The lessons of 10 years of boom and bust and the more sober economic environment have in turn led to technology buying becoming a more rational and considered activity.

In spite of past disappointments, few doubt that information technology is one of the key drivers that can help businesses to achieve their ambitions, whether they are related to increasing efficiency or productivity or adding flexibility, agility and dynamism.

But the age of the blank cheque for the IT department is a fond memory and senior executives are becoming far more exacting in their demands for technology. “There is a more aggressive view in the boardroom,” says Mr Wagle. “Chief executives are now expressly saying: ‘Show me how technology is going to enable our business agenda.

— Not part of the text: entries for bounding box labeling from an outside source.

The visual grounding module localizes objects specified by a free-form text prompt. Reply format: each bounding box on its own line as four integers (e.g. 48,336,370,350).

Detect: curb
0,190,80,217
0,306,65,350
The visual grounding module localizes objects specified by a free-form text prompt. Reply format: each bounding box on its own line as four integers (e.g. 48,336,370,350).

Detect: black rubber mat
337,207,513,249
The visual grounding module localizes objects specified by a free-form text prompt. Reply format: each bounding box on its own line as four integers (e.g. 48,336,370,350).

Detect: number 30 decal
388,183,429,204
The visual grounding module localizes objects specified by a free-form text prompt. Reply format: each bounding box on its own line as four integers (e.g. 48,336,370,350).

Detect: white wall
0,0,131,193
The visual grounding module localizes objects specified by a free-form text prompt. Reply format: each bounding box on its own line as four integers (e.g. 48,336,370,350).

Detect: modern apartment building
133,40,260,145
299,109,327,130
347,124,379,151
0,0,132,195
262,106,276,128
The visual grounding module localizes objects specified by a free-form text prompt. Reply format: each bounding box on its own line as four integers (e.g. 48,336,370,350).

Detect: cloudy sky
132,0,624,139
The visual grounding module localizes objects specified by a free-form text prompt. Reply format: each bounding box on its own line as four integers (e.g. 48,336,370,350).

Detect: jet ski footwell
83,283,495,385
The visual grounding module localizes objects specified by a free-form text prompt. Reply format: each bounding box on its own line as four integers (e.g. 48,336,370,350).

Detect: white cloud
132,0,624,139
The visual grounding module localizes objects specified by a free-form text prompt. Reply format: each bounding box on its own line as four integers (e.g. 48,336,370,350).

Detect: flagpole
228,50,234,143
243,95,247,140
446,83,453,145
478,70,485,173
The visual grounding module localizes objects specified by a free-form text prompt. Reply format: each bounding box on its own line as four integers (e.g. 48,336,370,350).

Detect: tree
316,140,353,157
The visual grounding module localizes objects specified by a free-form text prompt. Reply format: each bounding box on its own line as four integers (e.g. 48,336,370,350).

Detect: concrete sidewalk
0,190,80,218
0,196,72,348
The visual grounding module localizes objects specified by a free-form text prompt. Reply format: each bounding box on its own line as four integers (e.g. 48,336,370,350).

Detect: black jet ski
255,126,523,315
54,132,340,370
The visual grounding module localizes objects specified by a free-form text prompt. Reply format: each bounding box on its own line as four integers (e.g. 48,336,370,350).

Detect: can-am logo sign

Show me how it is going to give us competitive advantage’.”

And that demand encapsulates the key to success: the engagement of the technology department with the business, so the dog controls the IT tail, a mutual understanding of ambitions and activities.

And finally all of this is being conducted in an atmosphere of financial sanity: where technology costs can be controlled at the same time as resources are found for critical technology investments.

Accenture’s Mr Murfet says that if the rationale behind technology investment is to improve a company’s share price, which he argues it should be, then an IT strategy should aim to align business drivers with tech spend.

“The high-performing companies are always thinking about those drivers and matching investments to them. But what we have seen when we map investments is a big mismatch. Too many companies are focusing on back office operational-type activities, which are not aligned to share price growth,” he says.

Nick Caplan, chief executive of international lines of business at systems integrator LogicaCMG, says that, compared with 10 years ago, buying decisions are being more heavily influenced by business, rather than technology, managers.

None the less, he says there is no room for complacency: “Vendors are still much better at selling technology than customers are at buying it. You still see a lot of things being sold that are not required or in a form that is not appropriate. “To me, the key thing is that the person whom you are buying from needs to understand your business. Not just at the top line level but in some detail.”

Vendors have unquestionably understood the shift that has taken place in the boardroom and have adjusted their marketing pitch accordingly. So, pure technology is no longer on the menu, but the “business solution”.

Svan Lambke, SAP’s quality director, says vendors have a responsibility to help smooth the fusion of technology and business aims. “IT projects can be a lot like personal relationships – they take good communication between interested parties to be successful.”

“To make the most of technology, companies need to bridge the divide between business and technology functions by making a plan for working together that aligns all parties and ensures effective, focused management of all activities, even beyond an individual supplier’s responsibilities.”